The same policy says that rehabilitation should include home visits by therapists, time at “stimulation centres” and treatment by a team of doctors.
The families say that to care for the ill men at home, they need medical equipment such as commodes and slings. “I asked the hospital and they say there is no such service for stroke survivors. They don’t even provide transport to get to appointments,” says Ellen.
Health Systems Trust, a non-profit organisation, recently found that the Framework and Strategy for Disability and Rehabilitation Services “lacked provincial implementation guidelines”. Susan Philpott, Pam McLaren and Sarah Rule also wrote in the Health Systems Trust’s South African Health Review 2020 that the government had failed to employ the “mid-level community rehabilitation workers” needed to rehabilitate stroke patients at home.
Elma Smith, 58, has to lift her husband Andrew Smith, 57, onto a bucket and hold him up over it while he uses it as a toilet because she has no money to buy either adult nappies or a commode he could sit on.
“My husband can only lie down and watch TV. He cannot talk or work again,” she says. “The stress of sitting at home for 20 years after he had worked at VW for 23 years got to him and he had a stroke last year. I was working at Pick n Pay for 35 years and I had to quit the job to look after him. We are still too young for pension and Andrew doesn’t get a full disability grant.”

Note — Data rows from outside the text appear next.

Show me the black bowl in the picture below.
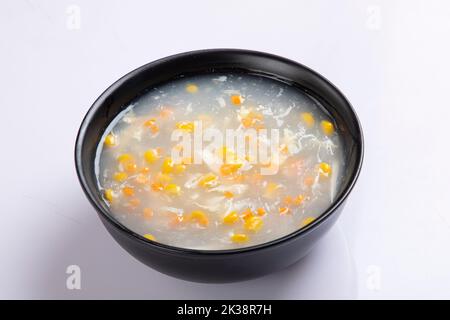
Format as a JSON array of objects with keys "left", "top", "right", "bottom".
[{"left": 75, "top": 49, "right": 363, "bottom": 283}]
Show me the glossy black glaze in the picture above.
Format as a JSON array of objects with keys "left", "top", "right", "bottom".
[{"left": 75, "top": 49, "right": 363, "bottom": 283}]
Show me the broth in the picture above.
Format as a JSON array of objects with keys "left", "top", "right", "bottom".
[{"left": 95, "top": 73, "right": 345, "bottom": 249}]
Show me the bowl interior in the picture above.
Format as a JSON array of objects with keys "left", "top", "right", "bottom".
[{"left": 75, "top": 49, "right": 363, "bottom": 252}]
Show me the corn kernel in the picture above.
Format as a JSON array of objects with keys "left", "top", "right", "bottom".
[
  {"left": 256, "top": 207, "right": 266, "bottom": 216},
  {"left": 175, "top": 121, "right": 195, "bottom": 133},
  {"left": 301, "top": 216, "right": 315, "bottom": 227},
  {"left": 293, "top": 195, "right": 305, "bottom": 206},
  {"left": 143, "top": 234, "right": 156, "bottom": 241},
  {"left": 144, "top": 149, "right": 160, "bottom": 164},
  {"left": 264, "top": 182, "right": 281, "bottom": 198},
  {"left": 113, "top": 172, "right": 128, "bottom": 182},
  {"left": 244, "top": 216, "right": 263, "bottom": 232},
  {"left": 189, "top": 210, "right": 209, "bottom": 227},
  {"left": 279, "top": 207, "right": 290, "bottom": 215},
  {"left": 117, "top": 154, "right": 137, "bottom": 174},
  {"left": 231, "top": 233, "right": 249, "bottom": 243},
  {"left": 220, "top": 163, "right": 242, "bottom": 176},
  {"left": 151, "top": 182, "right": 164, "bottom": 192},
  {"left": 198, "top": 173, "right": 218, "bottom": 188},
  {"left": 223, "top": 191, "right": 234, "bottom": 199},
  {"left": 143, "top": 208, "right": 153, "bottom": 220},
  {"left": 164, "top": 183, "right": 181, "bottom": 196},
  {"left": 104, "top": 189, "right": 114, "bottom": 202},
  {"left": 104, "top": 134, "right": 116, "bottom": 147},
  {"left": 123, "top": 162, "right": 137, "bottom": 174},
  {"left": 186, "top": 83, "right": 198, "bottom": 93},
  {"left": 155, "top": 172, "right": 173, "bottom": 184},
  {"left": 143, "top": 118, "right": 159, "bottom": 134},
  {"left": 161, "top": 157, "right": 174, "bottom": 174},
  {"left": 241, "top": 208, "right": 254, "bottom": 221},
  {"left": 140, "top": 167, "right": 151, "bottom": 174},
  {"left": 117, "top": 154, "right": 134, "bottom": 164},
  {"left": 223, "top": 211, "right": 239, "bottom": 225},
  {"left": 230, "top": 94, "right": 243, "bottom": 106},
  {"left": 321, "top": 120, "right": 335, "bottom": 136},
  {"left": 301, "top": 112, "right": 315, "bottom": 128},
  {"left": 122, "top": 186, "right": 134, "bottom": 197},
  {"left": 319, "top": 162, "right": 332, "bottom": 176},
  {"left": 284, "top": 195, "right": 305, "bottom": 206}
]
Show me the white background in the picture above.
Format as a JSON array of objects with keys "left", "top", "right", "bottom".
[{"left": 1, "top": 0, "right": 449, "bottom": 299}]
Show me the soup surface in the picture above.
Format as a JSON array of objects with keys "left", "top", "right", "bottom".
[{"left": 96, "top": 73, "right": 345, "bottom": 250}]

The Eastern Cape provincial health department spokesperson, Sizwe Kupelo, says “rehabilitation officials at primary healthcare level and hospitals” do assess stroke patients to see if they require “assistive devices”. But both Elma and Ellen have shoulder, hip and back strain from lifting their husbands without the help of hoists or slings. They struggle to sleep at night from the pain and from the stress of caring for their husbands without support.
Kupelo says: “Those who survive [a] stroke would be referred to their nearest clinics or [to] units like physiotherapy and speech therapy. We do not provide home-based care services, however, there are some NGOs funded by the Department of Social Development. Patients are [only] collected from home by emergency medical services in the event of an emergency.”
The family of Johnny November, 63, says the government does not provide adult nappies, which, at R800 a month, costs half the old age or disability grant, and that is if a stroke survivor uses just two a day.
Sitting up in his wheelchair on the porch of his small house, November bursts into tears when he sees his former factory colleagues arriving. November has suffered 11 strokes since 2009. His daughter, Yvette Geyers, 38, explains that he is often emotionally overcome by his situation.
“We are really struggling for money. My father has a lot of things he needs, like nappies and soft food. Our lives went downhill when my father was fired. He is our only parent so we had nothing. First our electricity was cut off and then every piece of furniture was repossessed. The bank wanted to take our house in 2003 but luckily the family chipped in enough money to save it. I had to drop out of school in grade 9 at the age of 15 to look for work. I only managed to return to do grade 10 and 11. I must still do my matric,” Geyers says.
All the family caregivers say they want their husband’s or father’s dehumanising situation to be spelt out in detail so the public can see how much the government neglects them.